The crew was taken into custody and held in a Puerto Lempira jail for nearly eight weeks. There was no air conditioning or running water. The men were given meager meals of rice and beans and were locked in their cells for 13 hours each night. The mosquitoes and tropical heat were relentless.

Mayne said pressure from the U.S. State Department and several lawmakers — notably U.S. Rep. Mike Fitzpatrick, R-Pa., Rep. Gus Bilirakis, R-Fla., Sen. Marco Rubio, R-Fla., and Vice President Joe Biden — led to the crew’s release on June 26. The case had been moved to an appeals court in Le Ceiba, which ruled unanimously that they had violated no law and that their detention was illegal. They had faced up to 10 years in prison.

“It was a 100 percent vindication for us,” Mayne said. “We took a hard hit financially, but we haven’t given up on the project. I’m petitioning the upper levels of (Honduran) government to give us a 15-year concession on doing this work down there. I don’t need a public apology, but I want assurances that we’re not going to have this kind of problem in the future.”

Attempts to contact the prosecutor’s office in Puerto Lempira for comment about the case were unsuccessful.
The crew of Aqua Quest received an emotional welcome from family and friends upon returning home to Tarpon Springs, Fla., on July 2. On the voyage back, they disposed of their weapons at sea in case they had been harbingers of bad luck.
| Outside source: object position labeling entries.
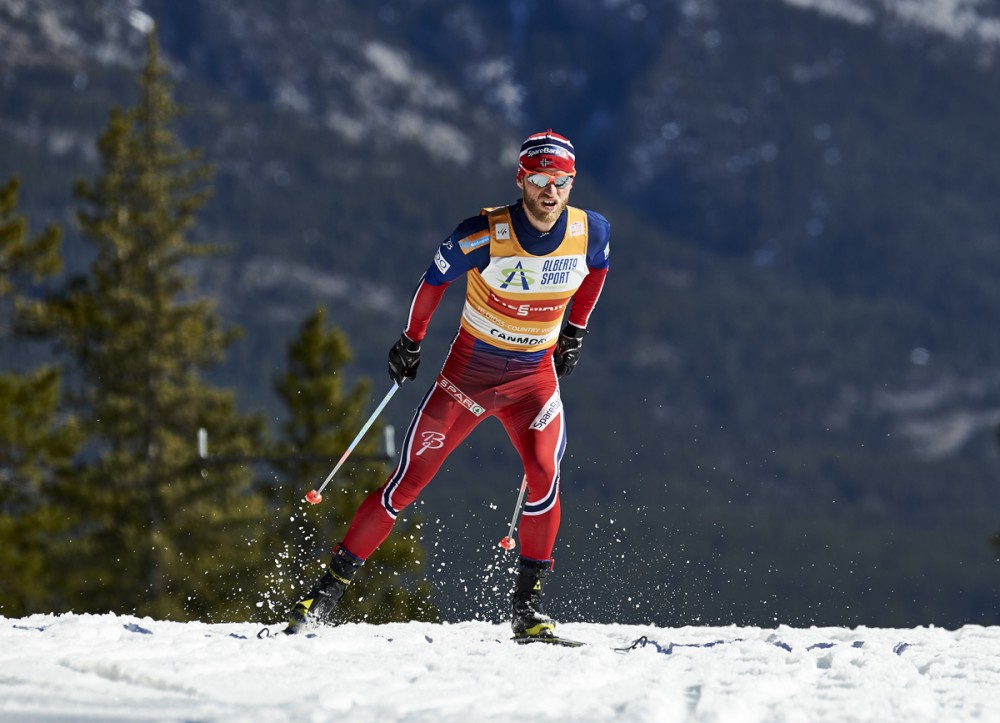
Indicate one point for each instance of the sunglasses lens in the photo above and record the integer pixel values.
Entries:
(541, 180)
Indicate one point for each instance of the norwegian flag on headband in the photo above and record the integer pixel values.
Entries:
(548, 152)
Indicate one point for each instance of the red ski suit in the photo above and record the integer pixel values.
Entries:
(500, 362)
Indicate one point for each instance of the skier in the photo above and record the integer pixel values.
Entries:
(523, 264)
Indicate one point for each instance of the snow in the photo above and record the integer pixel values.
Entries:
(122, 668)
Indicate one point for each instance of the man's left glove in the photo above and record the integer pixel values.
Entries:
(404, 358)
(567, 352)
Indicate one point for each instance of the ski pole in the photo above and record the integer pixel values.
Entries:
(508, 542)
(314, 497)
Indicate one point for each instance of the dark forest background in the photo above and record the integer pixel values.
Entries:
(787, 408)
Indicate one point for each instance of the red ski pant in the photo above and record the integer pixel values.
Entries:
(477, 382)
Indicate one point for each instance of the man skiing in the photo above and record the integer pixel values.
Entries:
(523, 264)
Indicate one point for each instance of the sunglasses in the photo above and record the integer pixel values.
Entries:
(542, 180)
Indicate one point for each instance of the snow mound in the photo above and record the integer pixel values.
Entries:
(123, 668)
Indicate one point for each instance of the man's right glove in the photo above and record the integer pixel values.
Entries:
(404, 358)
(567, 352)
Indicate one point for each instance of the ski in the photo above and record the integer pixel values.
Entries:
(547, 639)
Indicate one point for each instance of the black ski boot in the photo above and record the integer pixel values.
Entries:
(315, 609)
(529, 620)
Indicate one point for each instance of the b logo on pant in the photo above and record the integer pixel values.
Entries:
(432, 440)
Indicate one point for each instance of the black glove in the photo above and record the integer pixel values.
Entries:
(404, 358)
(567, 352)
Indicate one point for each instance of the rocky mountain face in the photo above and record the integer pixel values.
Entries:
(788, 402)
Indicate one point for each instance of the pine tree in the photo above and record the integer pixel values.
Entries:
(323, 419)
(160, 535)
(37, 444)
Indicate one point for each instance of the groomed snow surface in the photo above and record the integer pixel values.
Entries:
(122, 668)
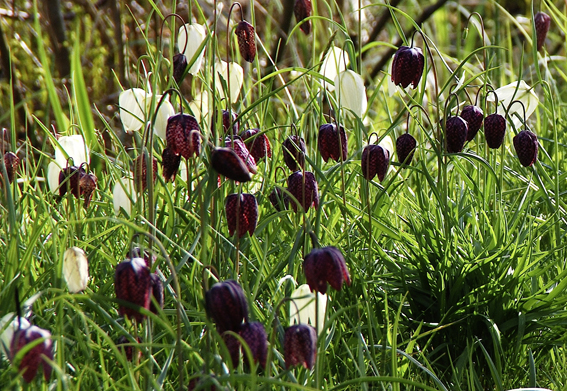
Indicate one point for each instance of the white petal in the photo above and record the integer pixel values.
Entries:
(236, 79)
(75, 147)
(351, 93)
(75, 269)
(132, 104)
(335, 62)
(121, 194)
(305, 302)
(197, 34)
(165, 111)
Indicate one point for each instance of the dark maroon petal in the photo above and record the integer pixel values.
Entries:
(526, 146)
(456, 130)
(474, 116)
(226, 162)
(170, 162)
(405, 147)
(494, 130)
(294, 152)
(542, 22)
(255, 336)
(300, 346)
(246, 40)
(132, 283)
Orlando Wilson, chief operations and tactical consultant for Risks Inc., a Florida-based company that provides security services throughout the world, said the crew may have run into trouble because one of the weapons on board resembled an AK-47. “Assault” rifles capable of fully automatic fire are illegal in Honduras, including all versions of the AK-47.

“I tell people to try not to have military-type weapons,” Wilson said. “An AK-47/AR-15 looks aggressive, where a sporting pump-action shotgun has less of an aggressive visual impact and can be just as if not more effective at close quarters.”

Wilson said corruption is rife in Third World countries and mariners need to prepare and guard against it.

“Basic rule: Expect cops to be corrupt and be prepared to pay bribes,” he said. “I know of one vessel that went into the Dominican Republic. They declared their weapons and had to check them in, then buy them back when they were leaving the port. If a vessel is being searched by police, coast guard or customs, etc., always make sure they are accompanied and not left alone so they cannot plant anything.”

Mayne said he has traveled to ports throughout the Caribbean with weapons on board and never had a problem until Aqua Quest’s trip to Puerto Lempira.

“What we’re told from people down there is this only could have happened in Puerto Lempira,” he said. “It is the backwater of Honduras. You can’t get there by road — it’s either by boat or by airplane. Very remote and a very wild, wild West type of place. They just thought that we were some gringos who they were going to squeeze money out of.”